The witness was cross-examined as to his testimony on the *646former trial to the effect that he was not certain which of the three stumps was the stump of the tree which had been marked, and did not deny that he had so testified. Nevertheless, his testimony on the last trial, if believed by the jury, was sufficient to authorize the verdict in favor of the applicant, Clifford Jackson. While the evidence on the former trial was admissible for the purpose of impeachment, it was not conclusive and absolutely binding upon the witness on the last trial, but the conflict between that and his later testimony goes only to his credibility as a witness. Tarbutton v. Duggan, 45 Ga. App. 31 (3) (163 S. E. 298). See also Owens v. State, 139 Ga. 92 (76 S. E. 860); Waycaster v. State, 136 Ga. 95 (3) (70 S. E. 883); United Motor Freight Term. Co. v. Hixon, 78 Ga. App. 638 (7) (51 S. E. 2d, 679). Although the evidence on the last trial was substantially the same as that on the former trial with the exception of the testimony of the witness, Luther Jackson, his testimony, together with the undisputed evidence as to the other corners, was sufficient to authorize the verdict and judgment in favor of the applicant, Clifford Jackson.
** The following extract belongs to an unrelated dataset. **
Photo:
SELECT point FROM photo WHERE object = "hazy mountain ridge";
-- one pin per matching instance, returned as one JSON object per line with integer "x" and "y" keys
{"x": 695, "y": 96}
It is true that the course of the entire line had not been physically marked at the time the line was set up by the processioners, but the corners being established, if the jury believed the witness, Luther Jackson, as indicated by their verdict, the line was correctly set up, inasmuch as the mere connecting of the comers bjr straight lines would suffice to identify it. See Byrd v. McLucas, 194 Ga. 40 (20 S. E. 2d, 597).
Special grounds 2 and 3 were without merit for the reasons above stated with reference to the general grounds of the motion for new trial as amended.
Judgment affirmed.
Sutton, C.J., and Felton, J., concur.